Corporate Governance

The Board comprises of five Directors, of which two are Executive Directors and three are Non-Executive Directors. The Board considers Jon Lee, Dino Rocos and Lucy Sharman-Munday to be independent Non-Executive Directors under the criteria identified in the QCA Code.

The Company holds regular board meetings, and the Board is responsible for formulating, reviewing and approving the Company’s strategy, budget and major items of capital expenditure. The Board has established an Audit Committee and a Remuneration Committee with formally delegated rules and responsibilities. Each of these board committees meets as and when appropriate, but at least twice each year.

The Audit Committee comprises of Lucy Sharman-Munday, who acts as chair, Jon Lee, and Dino Rocos. The Audit Committee will, among other things, determine and examine matters relating to the financial affairs of the Company including the terms of engagement of the Company’s auditors and, in consultation with the auditors, the scope of the audit. It receives and reviews reports from management and the Company’s auditors relating to the half yearly and annual accounts and the accounting and the internal control systems in use throughout the Company.

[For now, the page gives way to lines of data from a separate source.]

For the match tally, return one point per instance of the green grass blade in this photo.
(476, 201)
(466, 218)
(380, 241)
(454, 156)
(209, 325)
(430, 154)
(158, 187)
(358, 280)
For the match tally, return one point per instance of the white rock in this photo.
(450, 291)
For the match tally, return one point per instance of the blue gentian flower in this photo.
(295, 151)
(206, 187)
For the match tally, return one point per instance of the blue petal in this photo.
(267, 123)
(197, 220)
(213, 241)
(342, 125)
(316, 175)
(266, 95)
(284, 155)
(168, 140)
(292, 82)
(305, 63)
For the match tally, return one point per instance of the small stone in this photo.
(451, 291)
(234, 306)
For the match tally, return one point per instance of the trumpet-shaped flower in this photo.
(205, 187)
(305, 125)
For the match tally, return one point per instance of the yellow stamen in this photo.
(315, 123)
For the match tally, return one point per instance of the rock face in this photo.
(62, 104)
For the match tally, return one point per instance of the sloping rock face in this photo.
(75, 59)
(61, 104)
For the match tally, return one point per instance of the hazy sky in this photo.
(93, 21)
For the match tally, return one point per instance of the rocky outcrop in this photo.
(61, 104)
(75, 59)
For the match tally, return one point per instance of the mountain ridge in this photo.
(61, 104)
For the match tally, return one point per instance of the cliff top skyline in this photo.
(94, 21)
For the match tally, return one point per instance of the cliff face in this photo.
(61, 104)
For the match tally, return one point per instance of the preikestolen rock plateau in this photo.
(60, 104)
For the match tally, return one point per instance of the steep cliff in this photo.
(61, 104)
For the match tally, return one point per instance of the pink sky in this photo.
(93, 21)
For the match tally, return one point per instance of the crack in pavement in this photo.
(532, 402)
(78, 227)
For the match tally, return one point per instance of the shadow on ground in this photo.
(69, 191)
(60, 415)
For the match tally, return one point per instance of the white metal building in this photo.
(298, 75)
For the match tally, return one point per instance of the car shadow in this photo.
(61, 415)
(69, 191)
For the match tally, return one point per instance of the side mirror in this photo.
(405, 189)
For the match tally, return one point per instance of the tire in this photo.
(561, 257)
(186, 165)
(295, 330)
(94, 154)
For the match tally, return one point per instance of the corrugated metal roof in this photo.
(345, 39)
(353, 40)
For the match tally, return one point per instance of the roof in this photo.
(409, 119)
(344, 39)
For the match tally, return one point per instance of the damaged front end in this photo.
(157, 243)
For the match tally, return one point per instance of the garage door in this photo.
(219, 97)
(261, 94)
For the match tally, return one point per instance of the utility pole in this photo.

The Remuneration Committee comprises of Dino Rocos, who acts as chair, and Jon Lee and Lucy Sharman-Munday. The Remuneration Committee reviews and makes recommendations in respect of the Executive Directors’ remuneration and benefits packages, including share options and the terms of their appointment. The Remuneration Committee also makes recommendations to the board concerning the allocation of share options to employees under the intended share option schemes.